- FAQ - 2011-03-25
This page is published periodically on the Scholarly HTML website here: http://scholarlyhtml.org/faq/
You can edit it here: http://okfnpad.org/schtml-faqs
(Where things aren’t clear please ask a clarifying question, as per the Socratic Method http://en.wikipedia.org/wiki/Socratic_Method as this will help expose missing concepts or implicit, but dubious, assumptions.)
Q: Does ScHTML have a blog and/or Twitter feed?
The current bloggers are (at least):
- 2011-03-04 peter murray-rust: Scholarly HTML: hackfest and visit of Peter Sefton and Martin Fenner http://blogs.ch.cam.ac.uk/pmr/2011/03/04/scholarly-html-hackfest-and-visit-of-peter-sefton-and-martin-fenner/
- 2011-03-07 martin fenner: http://blogs.plos.org/mfenner/2011/03/07/the-trouble-with-bibliographies/
- 2011-03-09 peter sefton: Hacking towards Scholarly HTML http://ptsefton.com/2011/03/09/hacking-towards-scholarly-html.htm
- 2011-03-11 claudia koltzenburg: “HTML is completely suitable for all forms of modern scientific publication” finds pmr http://blogs.ch.cam.ac.uk/pmr… http://friendfeed.com/claudiakoltzenburg/a4e61e20/html-is-completely-suitable-for-all-forms-of
- 2011-03-15 martin fenner: http://blogs.plos.org/mfenner/2011/03/15/discussing-science-with-microformats/ (one part of “There is currently no standard microformat for scholarly citations” links to http://blogs.ch.cam.ac.uk/pmr/2011/03/14/scholarly-html-%E2%80%93-major-progress/ )
- 2011-03-15 chris tennant: “Scholarly” HTML http://blog.libraryjournal.com/tennantdigitallibraries/2011/03/15/scholarly-html/
- 2011-03-17 peter sefton: Scholarly HTML: Fraglets of progress, http://ptsefton.com/2011/03/18/scholarly-html-fraglets-of-progress.htm
- 2011-03-18 peter murray-rust: Things that Scholarly HTMLers do, http://blogs.ch.cam.ac.uk/pmr/2011/03/18/things-that-scholarly-htmlers-do/
- 2011-03-19 martin fenner: A very brief history of Scholarly HTML http://blogs.plos.org/mfenner/2011/03/19/a-very-brief-history-of-scholarly-html/
- [please add if you HAVE blogged about #scholarlyhtml]
The twitter tag is #scholarlyhtml
Q. Who are the end-users/author-readers/literate agents of ScHTML?
ScHTML is primarily aimed at education (all levels–both students and educatiors), research and related activities.
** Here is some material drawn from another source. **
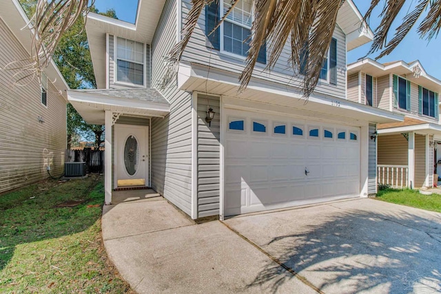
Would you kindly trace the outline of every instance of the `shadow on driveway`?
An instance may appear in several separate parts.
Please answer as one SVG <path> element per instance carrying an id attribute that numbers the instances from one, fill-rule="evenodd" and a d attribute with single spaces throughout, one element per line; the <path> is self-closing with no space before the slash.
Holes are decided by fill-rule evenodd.
<path id="1" fill-rule="evenodd" d="M 441 291 L 440 213 L 364 199 L 225 222 L 325 293 Z M 296 278 L 269 260 L 247 286 Z"/>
Everyone is potentially a contributor to the specs, and to the toolbase.
Q. What is in scope for ScHTML?
Most activities in education and research that involve scholarly content are in-scope.
- Grant applications
- Research reports
- Slide presentations
- Lecture notes and novel teaching/learning objects
- Student work
- Lab notebooks
- Letters to the Editor(s)
- Encyclopedia pages
- Reference works
- Data sheets
Q. What is it about ScHTML that makes it “scholarly”?
It’s developed by people involved in the process of education and research to enhance and validate those activities. It is designed to be applicable to content in academia that is the basis of scholarly communication and re-use. It’s bottom-up web-democratic so it embodies a non-authoritative approach which (should) be part of modern education and scholarship.
While ScHTML is being developed for and by scholars, we hope it will have wide applicability outside of this field.
Q. How will ScHTML facilitate the peer review process?
ScHTML does not specifically address ANY processes. However ScHTML supports the continuous editing and transformation of the content without semantic loss. It can support a reviewer to:
- edit the manuscript directly – CAVEAT here – if the author has used a tool chain to produce the doc that is only one way eg save as ScHTML from Word then this produces a document fork. So for review, prefer annotation (which could eventually be able to produce a change-set thats can be applied at source).
- annotate the manuscript
- search the document (e.g. with XSLT/Xpath, Solr, bespoke tools (e.g. chemical search)
- filter the doument (extract sub-portions, e.g. for plagiarism checking)
- submit the text to a language translator
- validate numeric values in the document
- rerun simulations, calculations, analyses etc.
Q. How does ScHTML help me answer “big picture” questions, e.g. “Are chemical reactions in the literature getting greener?” (cf. http://scienceonlinelondon.wikidot.com/topics:green-chain-reaction )?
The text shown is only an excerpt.